Knee arthroscopy is a very effective tool for treating knee problems; over four million arthroscopies are performed worldwide each year. Arthroscopy is a common surgical procedure that is performed to diagnose and/or treat joint abnormalities, using a small camera instrument about the size of a pencil, called an arthroscope.  Surgeons are able to get a clear view of the inside of the knee in order to diagnose and treat knee problems, including many non-inflammatory, inflammatory and infectious types of arthritis, as well as a number of injuries within the joint.

Dr. Andrew Bulczynski explains the benefits and best practices of knee arthroscopy.

Arthroscopic knee surgery causes less tissue trauma, less pain and allows for a quicker recovery than a traditional open knee surgery.  Typically an arthroscope is used to feel, repair or remove damaged tissue by examining the interior of the joint.  The camera is inserted through one of the two or three small incisions the surgeon makes around the knee and viewed on a television monitor.  The monitor will allow the surgeon to see the knee joint in great detail and diagnose the problem.
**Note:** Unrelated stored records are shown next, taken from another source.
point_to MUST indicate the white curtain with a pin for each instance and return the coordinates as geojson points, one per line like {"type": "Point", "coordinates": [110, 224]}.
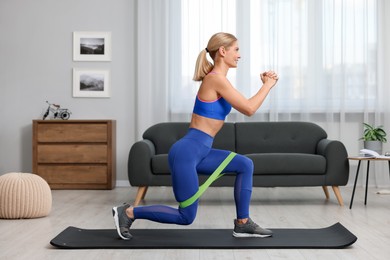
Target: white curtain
{"type": "Point", "coordinates": [331, 56]}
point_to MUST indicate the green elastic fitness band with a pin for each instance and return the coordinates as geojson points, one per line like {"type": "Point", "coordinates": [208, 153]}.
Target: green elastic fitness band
{"type": "Point", "coordinates": [213, 177]}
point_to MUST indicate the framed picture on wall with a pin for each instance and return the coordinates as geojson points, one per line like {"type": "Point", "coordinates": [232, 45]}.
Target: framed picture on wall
{"type": "Point", "coordinates": [92, 83]}
{"type": "Point", "coordinates": [91, 46]}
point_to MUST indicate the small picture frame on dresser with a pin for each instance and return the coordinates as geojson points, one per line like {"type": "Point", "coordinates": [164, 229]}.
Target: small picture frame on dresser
{"type": "Point", "coordinates": [93, 83]}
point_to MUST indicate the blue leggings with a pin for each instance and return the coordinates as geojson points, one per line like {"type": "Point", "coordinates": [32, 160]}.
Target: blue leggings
{"type": "Point", "coordinates": [192, 155]}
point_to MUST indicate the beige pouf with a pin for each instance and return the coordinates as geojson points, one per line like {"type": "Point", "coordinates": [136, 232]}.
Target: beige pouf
{"type": "Point", "coordinates": [24, 195]}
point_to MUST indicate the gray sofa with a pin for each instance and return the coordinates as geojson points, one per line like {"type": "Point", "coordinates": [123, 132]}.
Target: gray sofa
{"type": "Point", "coordinates": [285, 154]}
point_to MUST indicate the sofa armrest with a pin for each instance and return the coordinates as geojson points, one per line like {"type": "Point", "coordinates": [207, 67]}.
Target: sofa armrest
{"type": "Point", "coordinates": [139, 164]}
{"type": "Point", "coordinates": [337, 164]}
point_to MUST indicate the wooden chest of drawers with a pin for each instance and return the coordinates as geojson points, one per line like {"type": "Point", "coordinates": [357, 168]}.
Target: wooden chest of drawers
{"type": "Point", "coordinates": [75, 154]}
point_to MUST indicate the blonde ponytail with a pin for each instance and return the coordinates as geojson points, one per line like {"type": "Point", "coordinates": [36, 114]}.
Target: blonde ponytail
{"type": "Point", "coordinates": [202, 67]}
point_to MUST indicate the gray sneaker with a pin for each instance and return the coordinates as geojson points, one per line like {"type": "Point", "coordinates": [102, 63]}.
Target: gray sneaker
{"type": "Point", "coordinates": [122, 221]}
{"type": "Point", "coordinates": [250, 229]}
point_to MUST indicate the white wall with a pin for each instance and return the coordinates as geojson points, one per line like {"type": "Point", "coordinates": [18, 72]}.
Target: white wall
{"type": "Point", "coordinates": [36, 63]}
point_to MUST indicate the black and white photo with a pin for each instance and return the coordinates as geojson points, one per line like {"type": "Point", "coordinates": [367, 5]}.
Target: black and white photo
{"type": "Point", "coordinates": [91, 46]}
{"type": "Point", "coordinates": [91, 83]}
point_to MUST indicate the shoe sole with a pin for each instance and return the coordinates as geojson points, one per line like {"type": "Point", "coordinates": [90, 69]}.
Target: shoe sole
{"type": "Point", "coordinates": [116, 219]}
{"type": "Point", "coordinates": [240, 235]}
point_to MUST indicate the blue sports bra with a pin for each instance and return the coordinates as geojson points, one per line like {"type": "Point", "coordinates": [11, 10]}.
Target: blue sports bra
{"type": "Point", "coordinates": [217, 109]}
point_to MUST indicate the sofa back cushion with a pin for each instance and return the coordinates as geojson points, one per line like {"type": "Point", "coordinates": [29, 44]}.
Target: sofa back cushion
{"type": "Point", "coordinates": [164, 135]}
{"type": "Point", "coordinates": [278, 137]}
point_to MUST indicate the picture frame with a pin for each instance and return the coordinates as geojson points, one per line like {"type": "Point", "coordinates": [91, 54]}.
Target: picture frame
{"type": "Point", "coordinates": [91, 46]}
{"type": "Point", "coordinates": [91, 83]}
Knee arthroscopy surgery is usually done in an outpatient setting and is essentially a low blood loss procedure with generally few complications, depending on the patient’s health.  The surgeon starts with a few small incisions around the knee, and then fills the knee joint with a sterile solution to rinse away cloudy fluid.  This is done so there is nothing impeding the view of the knee joint.

Knee Arthroscopy Video

Once the surgeon has a clear view, he or she will examine the knee joint and diagnose the source of pain by guiding the arthroscope inside the joint and viewing it on the monitor.  If the surgeon sees that a repair, removal, or suture is needed, tiny instruments, like scissors, lasers, or motorized shavers, will be inserted into the knee joint through another small incision.

An arthroscopy can be used in cases with torn meniscus, torn or damaged anterior cruciate ligament (ACL) or posterior cruciate ligament (PCL), swollen synovium (lining of the joint), a kneecap that is out of position, removal of a Baker’s cyst, fractured knee, or broken cartilage.  Patients suffering from rheumatoid arthritis can also have an arthroscopy to remove inflamed joint tissue (synovectomy).

Once the repair or removal of damaged tissue is done, the surgeon will either use steri-strips or a stitch to close the incisions.  Most patients go home to begin their knee arthroscopy recovery within a few hours of the procedure.

While arthroscopic knee surgery recovery is quicker than traditional open knee surgery, it is still important to follow the surgeon’s instructions carefully.  After surgery, patients need to rest and elevate the joint, as well as apply ice packs to reduce pain and swelling, in order to speed up knee arthroscopy recovery time.